We must acknowledge that China has a strategic role to play in India’s growth. It is our largest trading partner: about 16 per cent of our imports, by value, came directly from China in FY16-17, with a little under 4 per cent of our exports going there. However, only 2.6 per cent of China’s exports in 2015 was destined for India and less than 1 per cent of imports were sourced from India. So, if India were to boycott Chinese goods as some ultra-nationalists have been suggesting, it will not make much difference to the world’s second largest economy. But it will hurt Indians — both traders and consumers.
China has been a source of affordable consumer products, both electrical and electronic, since the late nineties. Further, the boycott could hurt flagship programmes such as Digital India. India imports mobile phones and parts, personal computers including laptops, and populated circuit boards from China; the combined value of import of these items was about $7.8 billion in 2016-17. The import of telecom products from China alone came to $4.8 billion, that’s about 29 per cent of all import of telecom products, mostly mobile devices. The import of such items from China accelerated in April-May, 2017 — goods worth over $1.1 billion have already been imported. Other significant imports include solar and photovoltaic panels.
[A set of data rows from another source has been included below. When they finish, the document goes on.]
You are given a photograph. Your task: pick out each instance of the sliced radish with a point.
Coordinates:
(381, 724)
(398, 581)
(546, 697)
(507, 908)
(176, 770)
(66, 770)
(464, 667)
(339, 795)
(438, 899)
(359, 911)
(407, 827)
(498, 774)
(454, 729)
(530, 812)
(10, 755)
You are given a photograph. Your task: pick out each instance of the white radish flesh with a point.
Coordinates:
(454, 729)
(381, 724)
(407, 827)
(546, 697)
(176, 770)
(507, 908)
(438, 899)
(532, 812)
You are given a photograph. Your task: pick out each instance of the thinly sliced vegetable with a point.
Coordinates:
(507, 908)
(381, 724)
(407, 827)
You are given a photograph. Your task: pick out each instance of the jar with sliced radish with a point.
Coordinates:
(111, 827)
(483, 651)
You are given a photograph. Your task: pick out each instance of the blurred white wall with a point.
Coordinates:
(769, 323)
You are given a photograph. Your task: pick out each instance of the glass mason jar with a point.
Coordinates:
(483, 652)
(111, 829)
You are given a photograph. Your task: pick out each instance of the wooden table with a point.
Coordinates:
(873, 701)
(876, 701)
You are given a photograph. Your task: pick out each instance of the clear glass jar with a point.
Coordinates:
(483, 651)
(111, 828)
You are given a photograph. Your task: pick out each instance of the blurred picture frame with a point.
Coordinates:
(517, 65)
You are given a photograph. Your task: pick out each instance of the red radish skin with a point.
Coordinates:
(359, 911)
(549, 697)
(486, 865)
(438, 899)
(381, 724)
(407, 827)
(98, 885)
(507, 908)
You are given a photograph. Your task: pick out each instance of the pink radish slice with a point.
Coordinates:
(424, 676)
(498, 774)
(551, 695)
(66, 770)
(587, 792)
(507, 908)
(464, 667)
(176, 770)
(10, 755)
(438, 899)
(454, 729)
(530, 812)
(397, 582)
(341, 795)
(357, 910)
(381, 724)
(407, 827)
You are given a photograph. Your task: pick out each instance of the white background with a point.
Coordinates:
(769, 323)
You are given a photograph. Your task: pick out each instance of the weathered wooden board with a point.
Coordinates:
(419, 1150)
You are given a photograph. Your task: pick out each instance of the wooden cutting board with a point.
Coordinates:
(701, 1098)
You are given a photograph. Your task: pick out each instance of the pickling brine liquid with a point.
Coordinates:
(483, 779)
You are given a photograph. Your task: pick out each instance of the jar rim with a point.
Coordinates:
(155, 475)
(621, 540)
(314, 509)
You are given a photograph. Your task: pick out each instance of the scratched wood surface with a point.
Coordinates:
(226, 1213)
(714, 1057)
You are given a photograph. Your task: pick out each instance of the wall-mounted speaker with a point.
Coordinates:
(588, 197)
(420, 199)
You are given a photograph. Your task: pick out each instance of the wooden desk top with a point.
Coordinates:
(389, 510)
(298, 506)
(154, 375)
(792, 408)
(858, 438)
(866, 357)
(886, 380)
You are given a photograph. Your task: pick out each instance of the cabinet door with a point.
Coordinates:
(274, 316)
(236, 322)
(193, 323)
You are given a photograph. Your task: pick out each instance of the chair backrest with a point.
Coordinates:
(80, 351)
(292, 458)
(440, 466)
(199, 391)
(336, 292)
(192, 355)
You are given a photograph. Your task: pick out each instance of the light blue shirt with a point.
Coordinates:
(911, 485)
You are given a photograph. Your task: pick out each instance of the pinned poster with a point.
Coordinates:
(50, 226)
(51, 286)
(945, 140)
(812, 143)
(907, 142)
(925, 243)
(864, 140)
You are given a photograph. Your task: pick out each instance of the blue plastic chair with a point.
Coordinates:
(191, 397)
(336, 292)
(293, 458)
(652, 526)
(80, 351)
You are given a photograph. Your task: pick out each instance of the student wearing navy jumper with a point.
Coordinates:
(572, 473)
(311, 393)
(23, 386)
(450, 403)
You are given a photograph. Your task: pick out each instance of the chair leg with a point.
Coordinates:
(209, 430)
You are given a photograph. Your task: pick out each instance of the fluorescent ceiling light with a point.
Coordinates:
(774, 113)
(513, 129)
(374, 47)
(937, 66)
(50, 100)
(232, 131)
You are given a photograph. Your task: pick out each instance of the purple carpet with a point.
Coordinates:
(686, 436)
The anti-China brigade wants Indian-made products to replace Chinese goods. But that’s easier said than done. Chinese companies had invested on massive capacity factories when it was seeking rapid economic growth driven by manufacturing. Those plants have the advantage of economies of scale that only a rare Indian factory can match. India is better off focusing on economic activities where it has an advantage over China rather than attempting ill-conceived boycotts.